Jodie and Beth shouted simultaneously. Somewhere in another dimension, a dish fell to the floor and shattered. I swung again, much steadier this time, and even through my drunken stupor felt the solidity of my older brother's jaw against my knuckles. Then I felt his fist against
my
face, the force of it knocking me to the floor, his hulking shape—our father's?—looming before me, blurred by my tears.

Jodie peeled me off the floor while Beth called me a piece of shit and told me to get the hell out of her house. I threw a drinking glass across the room and heard the children in their bedrooms start crying.

Jodie ushered me out into the cold night, a firm hand against the small of my back. I staggered as if in a fever. She said things into my ear as we headed to the car, although I can recall none of them and I probably wasn't even listening to her. Similarly, I remember nothing of the drive back to our apartment.

I spent the next two weeks at the bottom of the world. Overcome by obsession, I thought about Kyle and trembled under the weight of my own guilt. With the dedication of someone newly possessed, I scribbled furious entries in my notebooks and smoked cigarettes like a longshoreman. I quit changing my clothes, which was no longer considered artistic as it had been in college.

My guilt was a pool in which I was drowning . . . though to suggest I was drowning elicits visuals of flailing arms and shouts of help. That was not me. I drowned in my grief with grotesque acceptance, like the captain of a ship who sinks with obligation to the ocean floor, tethered through sacrifice and commitment to the ship that drags him down. Something suggestive of fever claimed me—I let it claim me—and I spent several days in bed, muddy-eyed and swaying back and forth, at least spiritually, like a cattail in the wind. I feared Jodie would leave me. She didn't, but my depression seemed to weaken her, too. Two weeks later, by the time I returned to some semblance of normalcy, there was an unspoken fatigue that had run its course through both of us like some strain of illness undiagnosed.

I would not speak with Adam again until much, much later, well after Jodie and I had moved across the Atlantic to North London.

Sometimes we go in; sometimes we go out.

CHAPTER SIX

I
was vaguely aware of a sudden sweeping sound followed by the sharp knife of bright daylight stabbing me through the eyelids. I groaned and rolled over onto Jodie's side of the bed, which was cold in her absence.

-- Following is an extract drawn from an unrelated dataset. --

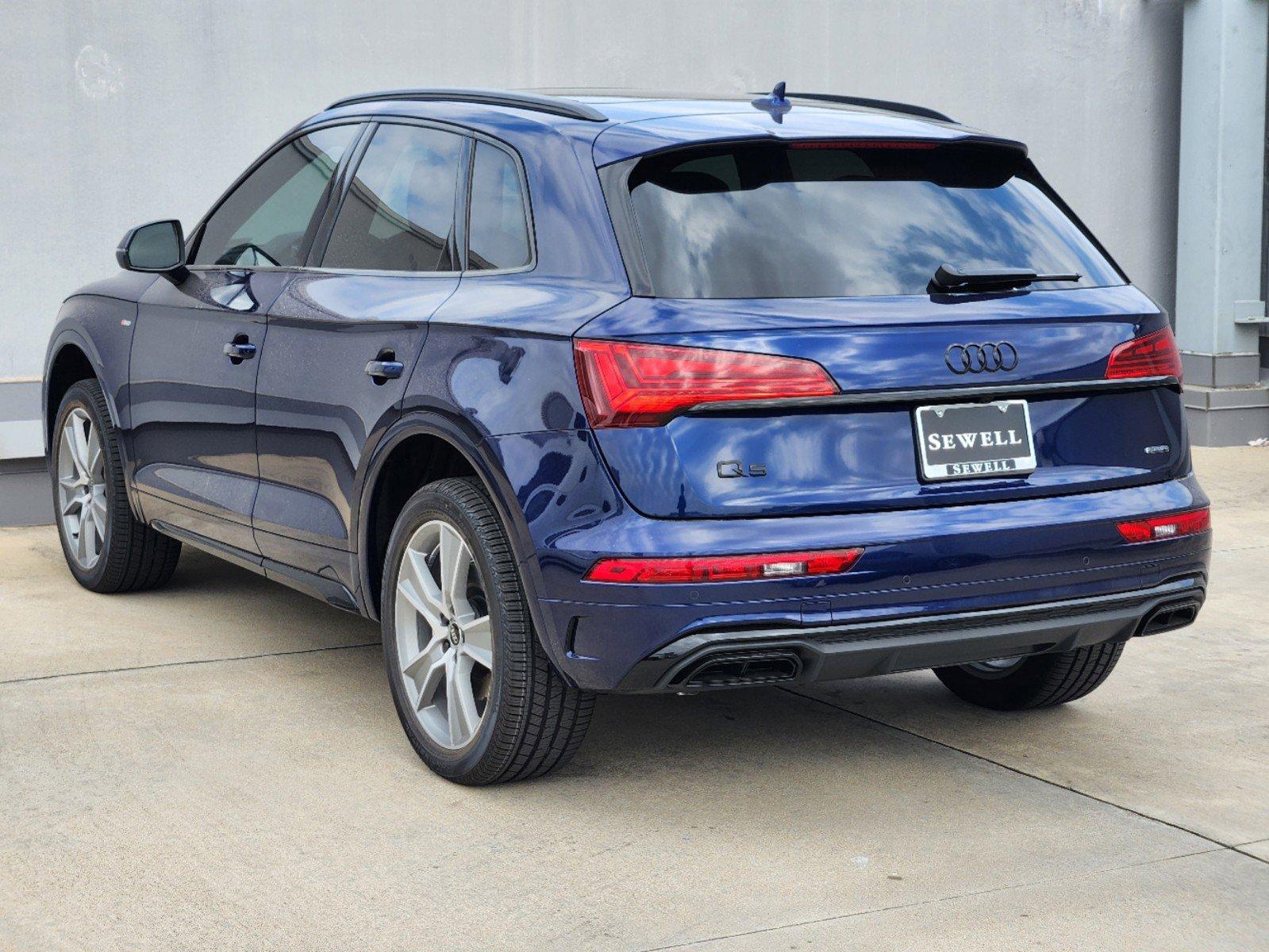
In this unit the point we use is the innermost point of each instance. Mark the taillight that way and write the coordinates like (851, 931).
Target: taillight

“Explain to me,” came Jodie's voice from some ethereal vortex, “how this happened . . .”

Some stupid, delinquent part of me was not in the bed in our new house but instead suspended in midair over a glistening lake, night having fallen all around me, the moonlight sparking like bursts of electric current on the black waters. Trapped in a freeze-frame, I held my breath while waiting for the icy plunge that would never come. Jodie's voice was the disembodied voice of God, shocking me into consciousness.

Weakly, I opened one eye and winced at the daylight pouring in through the part in the curtains. Jodie stood at the foot of the bed holding my pajama pants.

“Morning,” I growled.

“You must have some brilliant explanation for this, I'm sure.” She shook the pajama pants in both hands. “They're soaking wet. The hallway carpet is wet, too. What gives?”

“Must have been a wet dream.” I dropped my bare feet onto the floor, my naked flesh prickling at the chill in the air.

“Hysterical. Your sneakers are half frozen by the front door, too,” she said, balling the pajama pants up and stuffing them into the laundry hamper. “If I didn't know better, I'd say you raced the Iditarod before coming to bed last night.”

All at once I remembered creeping out of the house and going down to the frozen lake. Had it not been for the soaking wet pajama bottoms, I would have written it off as a vivid dream. Now, in the sobriety of daylight, I realized just how careless I'd been last night. “What time is it?” I said, rubbing my eyes.